FORTY-NINE YEARS AGO, Sports Illustrated profiled an engineering professor with jolting theories about baseball. Earnshaw Cook, author of the then-unreleased Percentage Baseball, claimed that advanced math and objective analysis could turn any team into a pennant winner. He didn't call it sabermetrics and he didn't call it Moneyball, but that's essentially what Cook was proposing.
Also 49 years ago, a man in Wilmington, Del., named Herb Groh wrote a letter to the magazine in response. "Thank goodness the game of baseball can never be reduced to adding-machine accuracy," he wrote. "It's much more fun this way."
Groh's letter speaks for many, especially today. Cook's book, meanwhile, speaks for almost nobody: Many of his findings turned out to be wrong and would have actually cost teams wins. But science rarely gets it right the first time; it gets it right over time. Wins Above Replacement -- an all-encompassing measure of a player's value developed through decades of data and debate by baseball's army of amateur analysts -- gets it right.
In 2012 WAR took on a co-headlining role in the American League's MVP race. For Mike Trout supporters, WAR was simple and unimpeachable evidence of a perfect player performing at a nearly unprecedented level. For Miguel Cabrera supporters, WAR was the joyless and inscrutable tool of eggheads, trolls, all of us who never played the game. Cabrera vs. Trout was often reduced to a referendum on the value of data. "This WAR statistic is another way of declaring, 'Nerds win!'" best-selling author Mitch Albom wrote in defense of Cabrera.
Albom has it wrong. At the risk of grandiloquence, this is about more than one MVP race, about more than even baseball.
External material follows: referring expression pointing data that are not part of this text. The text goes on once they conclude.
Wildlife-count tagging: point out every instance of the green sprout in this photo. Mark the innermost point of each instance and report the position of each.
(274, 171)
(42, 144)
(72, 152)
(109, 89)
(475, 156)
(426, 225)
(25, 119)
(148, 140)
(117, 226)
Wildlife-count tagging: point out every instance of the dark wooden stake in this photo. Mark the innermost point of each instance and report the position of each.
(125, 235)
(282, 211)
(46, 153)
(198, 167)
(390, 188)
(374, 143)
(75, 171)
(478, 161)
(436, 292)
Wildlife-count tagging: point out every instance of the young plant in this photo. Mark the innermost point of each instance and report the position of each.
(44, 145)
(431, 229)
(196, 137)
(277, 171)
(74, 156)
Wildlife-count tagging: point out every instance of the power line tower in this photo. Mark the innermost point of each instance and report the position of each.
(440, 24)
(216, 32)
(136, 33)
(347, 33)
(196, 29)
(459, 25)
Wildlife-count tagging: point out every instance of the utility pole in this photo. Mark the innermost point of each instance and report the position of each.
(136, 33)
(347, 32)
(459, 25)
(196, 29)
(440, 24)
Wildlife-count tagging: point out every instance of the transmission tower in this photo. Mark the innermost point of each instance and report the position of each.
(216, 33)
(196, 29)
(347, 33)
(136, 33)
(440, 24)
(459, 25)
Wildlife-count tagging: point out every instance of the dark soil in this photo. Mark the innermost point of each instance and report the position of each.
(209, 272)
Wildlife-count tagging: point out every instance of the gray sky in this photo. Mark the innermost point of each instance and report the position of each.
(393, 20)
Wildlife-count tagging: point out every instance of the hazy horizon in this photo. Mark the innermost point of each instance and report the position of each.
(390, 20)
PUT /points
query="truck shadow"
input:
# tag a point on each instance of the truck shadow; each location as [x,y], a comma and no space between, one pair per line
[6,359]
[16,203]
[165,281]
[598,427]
We live in a world of disagreement on epochal issues that we can't resolve even when the science is unambiguous: evolution, vaccines and climate change among them. These issues are daunting. Relying on science that's hard to understand can be scary. So the tendency is to cling to the comforts of ideology and tradition -- even when those ideologies are wrong, even when the traditions are outdated.
Fight it if you like, but baseball has become too complicated to solve without science. Every rotation of every pitch is measured now. Every inch that a baseball travels is measured now. Teams that used to get mocked for using spreadsheets now rely on databases packed with precise location and movement of every player on every play -- and those teams are the norm, not the film-inspiring exceptions. This is exciting and it's terrifying.
Even though I'm a staff writer and editor at Baseball Prospectus, I'm not going to try to convince you that Mike Trout should have beaten Miguel Cabrera for the MVP award. WAR, despite what you might have read, does not take a position on that. But I will try to convince you that WAR represents a chance to respond to the complexity of baseball with something more than ideology or despair.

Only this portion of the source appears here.